I entered longevity almost unexpectedly. As I scrolled through my twitter feed, I stumbled upon a promotion post for Zelar City. I took a glance at the website. Futuristic. Punchy. Colorful. In large characters: "Working together toward a future where aging is optional". Below: "Join the world’s leading longevity entrepreneurs, scientists, and investors' community to dive deep into defying death and disease.
I had mixed impressions. This wasn't what a serious website about health and medicine is supposed to look. A serious website about health and medicine is supposed to look cold, smooth, neutral - almost sterile. White, blue, grey are acceptable colors, and any warm colors are to be seen with suspicion. And what about this insane claim of solving aging?
Yet, the event had some serious people backing it. Harvard professors. Unicorn founders. Medical Doctors. It had a clear program: learning, building, meeting people. It provided food and accommodation, at an affordable price. In short, it seemed cool and ambitious.
So I filled the form, prepared my bag, and went. I put myself on exploring mode, and tried to gather as much information about health and longevity as I could.
What did I know about health?
I knew a few things. I had my own experience of body transformation, sport injury and mental strength, through years of intensive competitive swimming and weightlifting. I had practiced emergency care for a few summers. I've had a course in cell biology at university, and followed attentively the latest health and performance superstars, the Andrew Hubermans and Bryan Johnsons.
I also noticed what didn't work. I noticed doctors being, in many cases, unable to treat or recognize the real cause of suffering - often reduced to mere painkiller prescribers, alienated from a deeper understanding of their patients. I noticed people being desperate about it, searching for solutions in the flourishing alternative medicine industry, a space where they would be recognized as complex human beings and gain agency over their own health. I noticed public authorities becoming neurotic about it, trying to defend established medicine by demonizing alternatives instead of investigating the case further.

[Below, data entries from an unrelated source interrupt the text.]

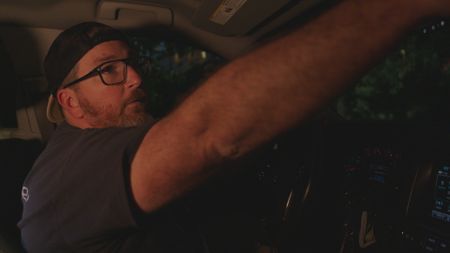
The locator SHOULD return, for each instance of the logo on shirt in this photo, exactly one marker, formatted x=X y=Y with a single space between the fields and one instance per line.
x=25 y=194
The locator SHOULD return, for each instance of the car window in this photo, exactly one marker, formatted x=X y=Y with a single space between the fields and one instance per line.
x=171 y=69
x=412 y=83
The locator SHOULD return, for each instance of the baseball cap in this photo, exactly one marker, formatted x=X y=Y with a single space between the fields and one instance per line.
x=64 y=53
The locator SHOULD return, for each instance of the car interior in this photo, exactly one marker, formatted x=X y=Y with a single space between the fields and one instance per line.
x=370 y=172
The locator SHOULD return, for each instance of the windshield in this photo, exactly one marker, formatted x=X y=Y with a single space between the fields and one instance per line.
x=412 y=83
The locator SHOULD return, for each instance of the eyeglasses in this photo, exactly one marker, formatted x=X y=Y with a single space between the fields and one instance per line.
x=112 y=72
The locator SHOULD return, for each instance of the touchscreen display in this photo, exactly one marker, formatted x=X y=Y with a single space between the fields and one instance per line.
x=441 y=207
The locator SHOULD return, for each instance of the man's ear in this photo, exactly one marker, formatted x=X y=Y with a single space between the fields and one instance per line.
x=68 y=100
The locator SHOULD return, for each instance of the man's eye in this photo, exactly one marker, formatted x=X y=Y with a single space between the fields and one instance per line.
x=110 y=68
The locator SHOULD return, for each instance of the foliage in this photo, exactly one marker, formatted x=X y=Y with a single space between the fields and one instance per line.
x=411 y=83
x=170 y=70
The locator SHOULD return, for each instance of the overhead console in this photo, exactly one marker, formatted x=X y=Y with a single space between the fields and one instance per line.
x=133 y=14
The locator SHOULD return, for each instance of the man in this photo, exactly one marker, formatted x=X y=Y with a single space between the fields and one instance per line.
x=106 y=169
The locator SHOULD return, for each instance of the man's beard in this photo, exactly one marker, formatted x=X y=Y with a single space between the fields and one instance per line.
x=114 y=115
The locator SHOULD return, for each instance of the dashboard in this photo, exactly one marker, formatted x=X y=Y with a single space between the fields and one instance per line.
x=335 y=187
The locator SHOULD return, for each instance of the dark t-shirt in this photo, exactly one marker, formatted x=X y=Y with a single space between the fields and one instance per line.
x=77 y=198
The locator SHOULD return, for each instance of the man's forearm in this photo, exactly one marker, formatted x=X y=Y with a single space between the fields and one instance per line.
x=275 y=87
x=266 y=92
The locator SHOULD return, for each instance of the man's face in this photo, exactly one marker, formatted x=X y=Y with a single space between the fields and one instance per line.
x=120 y=105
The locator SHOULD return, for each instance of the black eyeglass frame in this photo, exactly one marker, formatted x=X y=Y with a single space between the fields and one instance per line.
x=98 y=71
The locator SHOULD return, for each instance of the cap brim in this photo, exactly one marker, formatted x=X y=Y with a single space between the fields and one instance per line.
x=54 y=111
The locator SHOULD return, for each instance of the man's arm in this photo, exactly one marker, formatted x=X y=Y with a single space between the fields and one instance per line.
x=266 y=92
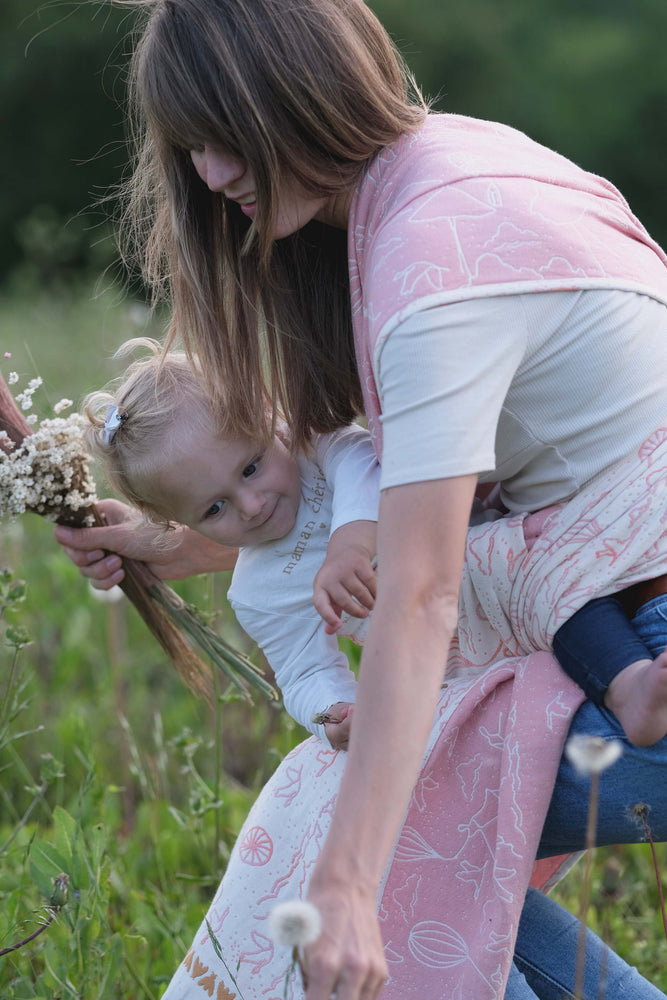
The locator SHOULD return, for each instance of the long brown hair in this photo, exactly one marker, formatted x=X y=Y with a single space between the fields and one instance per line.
x=305 y=89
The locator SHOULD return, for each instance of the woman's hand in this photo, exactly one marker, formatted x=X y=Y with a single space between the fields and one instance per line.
x=97 y=551
x=337 y=721
x=348 y=958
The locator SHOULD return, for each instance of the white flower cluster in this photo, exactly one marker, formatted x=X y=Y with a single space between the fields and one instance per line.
x=295 y=923
x=25 y=397
x=48 y=473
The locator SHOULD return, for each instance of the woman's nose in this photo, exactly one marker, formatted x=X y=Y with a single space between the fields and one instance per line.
x=218 y=169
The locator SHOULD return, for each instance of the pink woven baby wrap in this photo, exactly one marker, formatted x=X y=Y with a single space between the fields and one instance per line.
x=454 y=885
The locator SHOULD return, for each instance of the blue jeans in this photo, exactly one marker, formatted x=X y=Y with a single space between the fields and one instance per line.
x=547 y=941
x=598 y=641
x=546 y=947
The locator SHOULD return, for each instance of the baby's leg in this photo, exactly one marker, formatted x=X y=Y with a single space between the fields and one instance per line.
x=605 y=654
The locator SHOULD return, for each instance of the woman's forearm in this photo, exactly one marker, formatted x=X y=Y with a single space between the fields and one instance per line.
x=401 y=672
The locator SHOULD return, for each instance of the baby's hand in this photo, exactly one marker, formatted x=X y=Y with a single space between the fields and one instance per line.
x=337 y=722
x=346 y=580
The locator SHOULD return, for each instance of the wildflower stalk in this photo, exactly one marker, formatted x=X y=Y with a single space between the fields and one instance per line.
x=641 y=810
x=63 y=491
x=56 y=903
x=218 y=950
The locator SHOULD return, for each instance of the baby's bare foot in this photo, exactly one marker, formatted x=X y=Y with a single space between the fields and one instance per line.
x=638 y=698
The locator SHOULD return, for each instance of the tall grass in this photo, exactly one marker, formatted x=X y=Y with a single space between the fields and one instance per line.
x=110 y=770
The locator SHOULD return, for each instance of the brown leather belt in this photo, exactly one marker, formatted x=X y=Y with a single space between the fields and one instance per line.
x=633 y=597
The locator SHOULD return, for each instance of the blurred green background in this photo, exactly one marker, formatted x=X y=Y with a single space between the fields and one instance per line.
x=587 y=77
x=94 y=724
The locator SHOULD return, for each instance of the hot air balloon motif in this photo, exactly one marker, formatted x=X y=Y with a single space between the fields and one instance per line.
x=256 y=847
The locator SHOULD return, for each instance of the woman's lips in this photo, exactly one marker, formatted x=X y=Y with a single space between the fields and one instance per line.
x=249 y=209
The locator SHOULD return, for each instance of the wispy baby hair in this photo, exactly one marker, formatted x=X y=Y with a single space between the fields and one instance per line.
x=155 y=393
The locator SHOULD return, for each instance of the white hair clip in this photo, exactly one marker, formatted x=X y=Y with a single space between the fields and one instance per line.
x=114 y=419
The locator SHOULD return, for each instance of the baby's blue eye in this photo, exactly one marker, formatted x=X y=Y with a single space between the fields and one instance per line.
x=215 y=509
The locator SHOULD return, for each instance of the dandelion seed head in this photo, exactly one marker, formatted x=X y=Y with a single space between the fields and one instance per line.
x=295 y=923
x=592 y=754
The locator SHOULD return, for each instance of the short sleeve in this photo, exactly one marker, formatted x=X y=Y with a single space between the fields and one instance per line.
x=442 y=378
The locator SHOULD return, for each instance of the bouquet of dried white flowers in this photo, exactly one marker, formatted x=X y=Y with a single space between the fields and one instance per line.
x=46 y=472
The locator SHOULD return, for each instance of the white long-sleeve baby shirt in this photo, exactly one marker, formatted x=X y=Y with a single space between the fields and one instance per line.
x=272 y=586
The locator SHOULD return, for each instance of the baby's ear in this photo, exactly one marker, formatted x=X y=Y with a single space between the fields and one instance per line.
x=281 y=431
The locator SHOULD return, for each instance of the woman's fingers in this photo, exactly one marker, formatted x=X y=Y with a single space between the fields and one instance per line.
x=348 y=957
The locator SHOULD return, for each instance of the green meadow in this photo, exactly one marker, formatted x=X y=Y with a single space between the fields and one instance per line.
x=111 y=771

A personal tragedy brought this home: I lost a close relative to depression, where standard medical protocols - focused on symptom management through medication rather than understanding root causes - had devastating consequences. They had been prescribed an antidepressant known for strong side effects that severely impaired bodily functions, so that every moment was made painful. Without proper monitoring, they chose to end their life instead of suffering any longer.

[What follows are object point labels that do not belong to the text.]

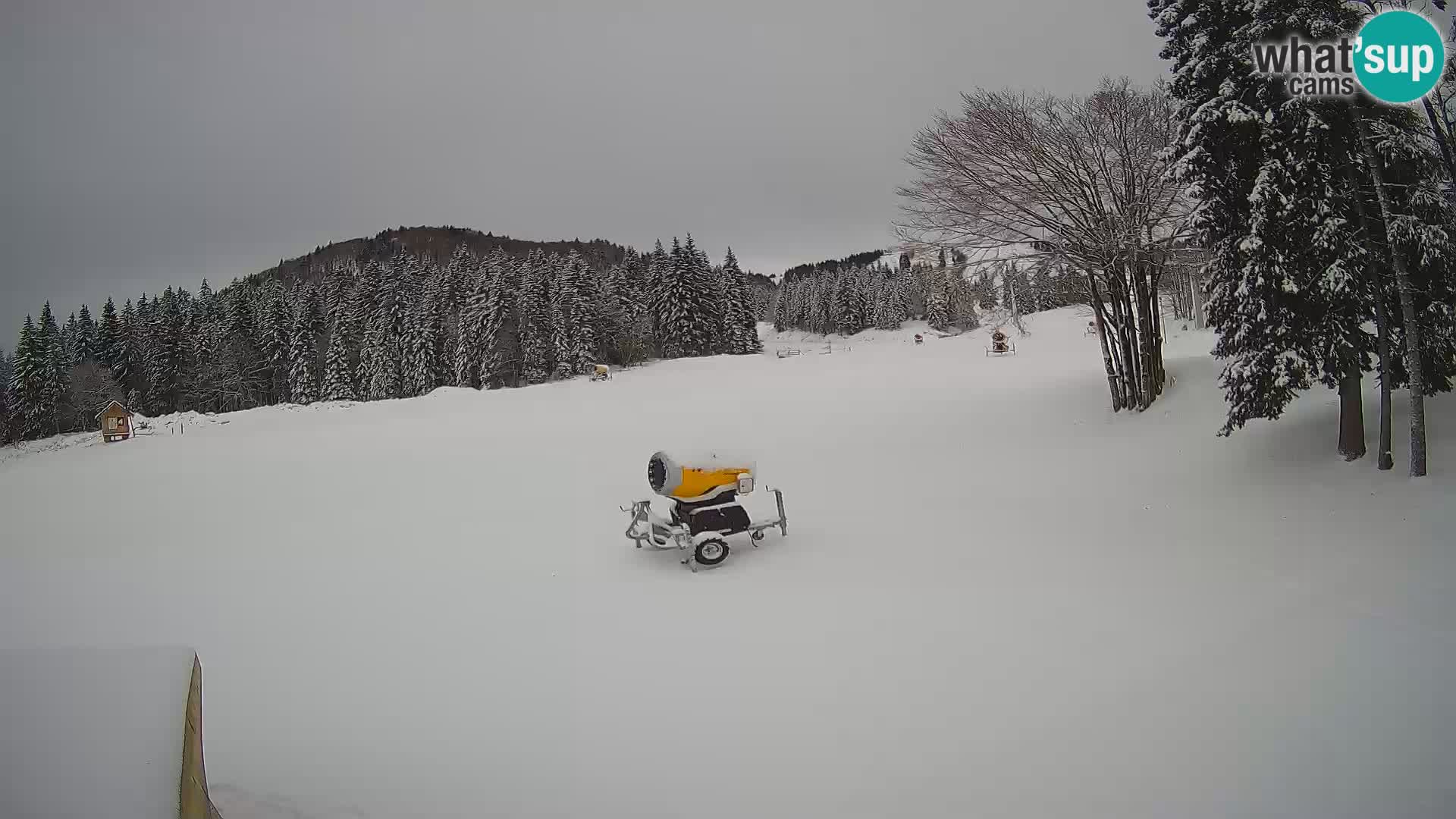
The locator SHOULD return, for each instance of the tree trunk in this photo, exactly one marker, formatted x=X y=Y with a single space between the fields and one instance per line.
x=1413 y=330
x=1196 y=292
x=1107 y=353
x=1351 y=414
x=1382 y=328
x=1442 y=139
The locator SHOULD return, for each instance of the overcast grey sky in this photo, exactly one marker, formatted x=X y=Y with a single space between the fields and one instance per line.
x=146 y=143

Their story illustrated a broader truth: our medical system, while excellent at addressing acute problems, often struggles with complex, ongoing health challenges.
Progress in hygiene and vaccination eradicated most mass epidemics of the past, and reduced infant mortality to near zero. Progress in surgery made many heavy interventions banal, and considerably reduced the chance of dying from an accident.
But what are we dying of now?
Cardiovascular diseases. Cancer. Respiratory diseases. Neurodegenerative diseases. Diabetes.
All of which modern healthcare systems have a very hard time solving. All of which are primarily caused by aging, i.e. the deterioration and loss of function of the cells.
Modern medicine is focused on curing symptoms. It became really good at fighting exogenous causes of death - viruses, bacteria, accidents. Discrete events. But aging isn't a primarily exogenous phenomenon. It is a non-communicable disease, happening endogenously, amplified by exogenous risk factors such as environmental pollution, sedentarity or overeating. It is continuous.
Solving aging means searching for all the endogenous causes of death, what triggers them, and finding how to stop them.
That's what the longevity movement is about.
The longevity movement is telling us that we still understand very little about the human body, and that we need a considerable amount of data, research and collective coordination efforts to go about it.
The longevity movement is telling us that the standards upon which we currently assess health are insufficient, and medical heuristics and technologies from the 19th and 20th century will not be enough for the 21st century.
Finally, the longevity movement is telling us that, ultimately, lifespan is the best KPI we have for improving health, and that we need to be much more serious about it.